If you want a record, there is an accompanying book [Gifts for the Gods: Ancient Egyptian Animal Mummies and the British]. It’s not a catalogue, but it is an accompanying book that my colleagues Lidija McKnight and Stephanie Atherton-Woolham edited. And if people want more information, but you can’t get the book and you can’t get to the exhibition, we did a series of blog posts on Egypt Manchester blog, so there’s a dozen posts summarising the content of the book, and related to the exhibition. The tag is ‘animal mummies’. Some of the information has featured in the exhibition, and some was focused on the public program; if you were lucky enough to go to one of the lectures or handling sessions or wrapping/rewrapping events, you will have seen it, but we summarised all that on the blog.
I’d like to thank Campbell for making time in his busy schedule to have a chat with me about the exhibition. It was a lot of fun, and I hope you found what he had to say as fascinating as I did.
The photo gallery
The photos are roughly ordered to take you around the gallery as it was laid out.
Animals from Ancient Egypt welcoming visitors to the exhibition
Follow the footprints around the gallery
Gilded ibis coffin, probably Ptolemaic Period
Cast of a relief from the temple at Edfu, c.165 BC
Walk through the catacomb, honour the animals and hear an Egyptian offering spoken with a twang of Glaswegian
Niches in the catacomb wall with mummified animals and statues
Statue of Isis with the child Horus, wrapped in linen. Late Ptolemaic Period
Basalt statue of a baboon, 22nd Dynasty, Coptos
Limestone offering table, Abydos, Late Roman Period
Three 19th-century masterpieces showing interpretations of life in Ancient Egypt
Detail from The Gods and Their Makers, Edwin Longsden Long
Detail from The Gods and Their Makers, Edwin Longsden Long
Detail of Alethe, Attendant of the Sacred Ibis, Edwin Longsden Long
Detail from The Obsequies of an Egyptian Cat, John Reinhard Weguelin
Horrible result of using the “Egyptian fur-tiliser; a cartoon from the 19th century following the mass sale of animal mummies in Liverpool that were used as fertiliser
Notable collectors and Egyptologists. The quotation reads: [I]t would hardly be respectable, on one’s return from Egypt, to present oneself in Europe without a mummy in one hand and a crocodile in the other.

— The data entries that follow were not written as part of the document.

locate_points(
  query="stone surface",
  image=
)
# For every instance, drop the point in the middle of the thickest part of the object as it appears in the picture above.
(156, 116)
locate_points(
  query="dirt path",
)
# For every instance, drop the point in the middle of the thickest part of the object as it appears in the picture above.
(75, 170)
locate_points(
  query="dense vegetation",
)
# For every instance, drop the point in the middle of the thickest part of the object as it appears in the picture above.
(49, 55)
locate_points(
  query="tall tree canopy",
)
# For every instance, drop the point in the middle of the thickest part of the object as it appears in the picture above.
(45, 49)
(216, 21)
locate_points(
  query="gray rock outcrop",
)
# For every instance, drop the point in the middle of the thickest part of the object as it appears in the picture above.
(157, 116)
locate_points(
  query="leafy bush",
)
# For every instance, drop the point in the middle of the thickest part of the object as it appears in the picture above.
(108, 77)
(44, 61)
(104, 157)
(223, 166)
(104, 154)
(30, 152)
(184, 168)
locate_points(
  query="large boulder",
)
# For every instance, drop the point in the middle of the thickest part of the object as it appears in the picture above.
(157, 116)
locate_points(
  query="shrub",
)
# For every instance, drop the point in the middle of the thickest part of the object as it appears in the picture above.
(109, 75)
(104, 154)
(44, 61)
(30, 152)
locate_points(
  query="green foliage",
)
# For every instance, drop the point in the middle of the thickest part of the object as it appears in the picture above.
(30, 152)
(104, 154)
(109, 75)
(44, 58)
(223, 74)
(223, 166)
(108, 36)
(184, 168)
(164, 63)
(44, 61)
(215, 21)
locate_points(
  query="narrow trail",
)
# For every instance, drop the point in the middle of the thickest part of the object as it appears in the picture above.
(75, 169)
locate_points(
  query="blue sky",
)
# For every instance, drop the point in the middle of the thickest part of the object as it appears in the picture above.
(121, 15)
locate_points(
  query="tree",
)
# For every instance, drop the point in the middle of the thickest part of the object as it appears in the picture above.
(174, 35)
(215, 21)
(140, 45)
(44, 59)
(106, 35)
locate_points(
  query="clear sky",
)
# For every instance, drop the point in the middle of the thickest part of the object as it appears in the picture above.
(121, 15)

A tourist souvenir of an ibis mummy, probably from Saqqara, not the Sahara
Campbell with the diary of Sir John Gardner Wilkinson
The mummified head of a cat, from Beni Hasan
Young and old alike have enjoyed the exhibition
The last part of the exhibition, with a mummified crocodile, the science corner and the smells
Choose your animal and see the CT scan of the mummy
Mummy of an ibis wearing an atef-crown. Abydos, Roman period
The science corner, where visitors could learn about scanning and the mummification process
Visitors could press a button to start scanning the mummy and watch the scan results come up on the screen next to them
The head from a limestone statue of a jackal
This is where visitors could write a message to one of the gods
Writing a message to the gods
My six-year-old asked Sekhmet for a pet bunny
My four-year-old chose to draw a picture of Thoth
The smells table, with three of the ingredients used in mummification: pine, honey and incense
Campbell doing a last bit of inventorying before the exhibition closed down
The exhibition is now closed at Manchester and is in the process of moving to the Kelvingrove Art Gallery and Museum in Glasgow. It’ll run in Glasgow from 14 May to the 4 September 2016, then move back south to Liverpool. It’ll be on in the World Museum in Liverpool from 14 October 2016 until 26 February 2017, which will provide some much-needed Egyptological relief for those of us in the city while the Egyptology gallery is being renovated and expanded.
Personally, I was really very impressed with the exhibition, and my girls can vouch for the child-friendliness, too. I would love to see it at Glasgow, but that’s probably not going to work out, unfortunately. However, being Liverpool based, as Campbell said in the interview, I’ll definitely be revisiting the exhibition when it’s at the World Museum, and will bring you an update then.